Die Zentralen für Mitfahrgelegenheiten bieten Gemeinschaftsfahrten für die Anreise mit dem Auto an. Flüge sind für manche Reisende ebenfalls noch eine Option. Doch der Ruf der Erde wird immer lauter und auch die (Wieder-)Entdeckung der Vorzüge einer bewussten Langsamkeit bei der Anreise nach Asturien hat mich, den Autor dieser Homepage, dazu bewogen, am Boden zu bleiben.

 

Am Boden bleiben - Flight Free 2020

Auf dem Boden bleiben! Flight Free gemeinsam mit 100.000 Menschen bis 2020 und danach noch mehr Menschen, die am Boden bleiben!

Reisen kann besonders klimaschädlich sein. Die klimaschädlichste Art der Fortbewegung ist das Fliegen. Nur ein kleiner Teil der Menschen hat jemals ein Flugzeug bestiegen. Für diesen kleinen Teil ist ein Verzicht auf das Fliegen vielfach schon undenkbar geworden. Das Fliegen bringt die Bewusstheit für die Klimakrise auf den Punkt. 

 

Die Treibhauswirkung des Fliegens ist noch wesentlich höher als die alleinige Wirkung des ausgestoßenen CO₂. Hinzu kommen weitere klimaschädliche und gesundheitsgefährdende Auswirkungen des Fliegens. 

 

Vgl. dazu die Forderungen des Netzwerks
Am Boden bleiben / Stay Grounded und
Flight Free gemeinsam mit 100.000 bis 2020, z.B. in Schweden, Großbritannien, Frankreich, DänemarkKanada und Deutschland.

 

Der Klimaforscher Kevin Anderson zum Flugverkehr:

Die CO₂-Äquivalente, als Messgröße für den Vergleich von Mobilitätsalternativen oder als Orientierungswert für die Einschätzung der Folgen des eigenen Lebensstils, kann zu einer ressourcenschonenderen Lebensweise anregen:

Der "Ablasshandel" durch Ausgleichszahlungen ist zu Recht umstritten.
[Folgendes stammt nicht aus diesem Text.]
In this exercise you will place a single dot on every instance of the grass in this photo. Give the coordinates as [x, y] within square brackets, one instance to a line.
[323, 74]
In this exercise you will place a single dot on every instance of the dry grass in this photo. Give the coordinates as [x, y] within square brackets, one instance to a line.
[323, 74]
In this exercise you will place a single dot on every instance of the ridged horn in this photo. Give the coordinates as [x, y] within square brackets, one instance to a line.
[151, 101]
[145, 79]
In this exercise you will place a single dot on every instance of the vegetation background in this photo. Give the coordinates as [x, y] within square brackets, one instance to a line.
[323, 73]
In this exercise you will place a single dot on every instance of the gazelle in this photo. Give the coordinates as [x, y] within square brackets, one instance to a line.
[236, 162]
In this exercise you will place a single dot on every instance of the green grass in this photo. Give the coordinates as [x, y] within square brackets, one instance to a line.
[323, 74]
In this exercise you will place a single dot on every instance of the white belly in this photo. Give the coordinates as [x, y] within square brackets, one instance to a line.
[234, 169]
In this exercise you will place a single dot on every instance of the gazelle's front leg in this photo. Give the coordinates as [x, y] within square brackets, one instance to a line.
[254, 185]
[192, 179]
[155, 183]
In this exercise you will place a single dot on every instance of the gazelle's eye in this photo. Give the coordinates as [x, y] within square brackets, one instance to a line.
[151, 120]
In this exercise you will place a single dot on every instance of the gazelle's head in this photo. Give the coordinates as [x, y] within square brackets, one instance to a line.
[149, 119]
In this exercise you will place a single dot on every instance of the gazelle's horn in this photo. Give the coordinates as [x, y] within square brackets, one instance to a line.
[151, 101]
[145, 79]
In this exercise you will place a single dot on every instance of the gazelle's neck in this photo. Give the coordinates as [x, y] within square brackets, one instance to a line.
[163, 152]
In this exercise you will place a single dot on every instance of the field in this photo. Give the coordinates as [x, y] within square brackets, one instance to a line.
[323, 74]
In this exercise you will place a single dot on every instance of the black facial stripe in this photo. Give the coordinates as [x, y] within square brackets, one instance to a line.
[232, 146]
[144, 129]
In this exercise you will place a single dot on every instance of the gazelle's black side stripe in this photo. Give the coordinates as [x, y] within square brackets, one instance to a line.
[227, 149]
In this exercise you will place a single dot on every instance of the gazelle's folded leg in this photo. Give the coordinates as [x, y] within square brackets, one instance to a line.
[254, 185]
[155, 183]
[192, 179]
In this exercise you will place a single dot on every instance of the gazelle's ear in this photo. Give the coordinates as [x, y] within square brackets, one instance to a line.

Das ausgestoßene CO₂ verschwindet davon ja nicht. Ausgleichszahlungen verleiten zu der Annahme, dass man dank einer Kompensations-Zahlung guten Gewissens ins Flugzeug steigen könne. Das ist nicht der Fall.

 

Beispiel: Die Klimawirkung eines Hin- und Rückflugs Berlin – Santiago de Compostela für zwei Personen entspricht etwa 2,2 Tonnen CO₂-Emissionen. Das ist deutlich mehr als die CO₂-Pro-Kopf-Jahresemission in vielen Ländern. (vgl. atmosfair CO₂-Rechner, 03.07.2019)

 

Solange der Ausbau der Luftfahrtindustrie nicht gestoppt wird; solange keine wirksamen Maßnahmen erfolgen, damit fossile Brennstoffe im Boden bleiben; solange Milliardensubventionen für den Abbau und die Verbrennung fossiler Brennstoffe bereitgestellt werden; solange ressourcenfressende und klimaschädliche Strukturen und Systeme weiter geschützt werden, solange kann die private Entscheidung für Mobilitätsalternativen vergleichsweise wenig beitragen.

 

Doch individuelle Entscheidungen können Kreise ziehen und Wellen der Veränderung stärken.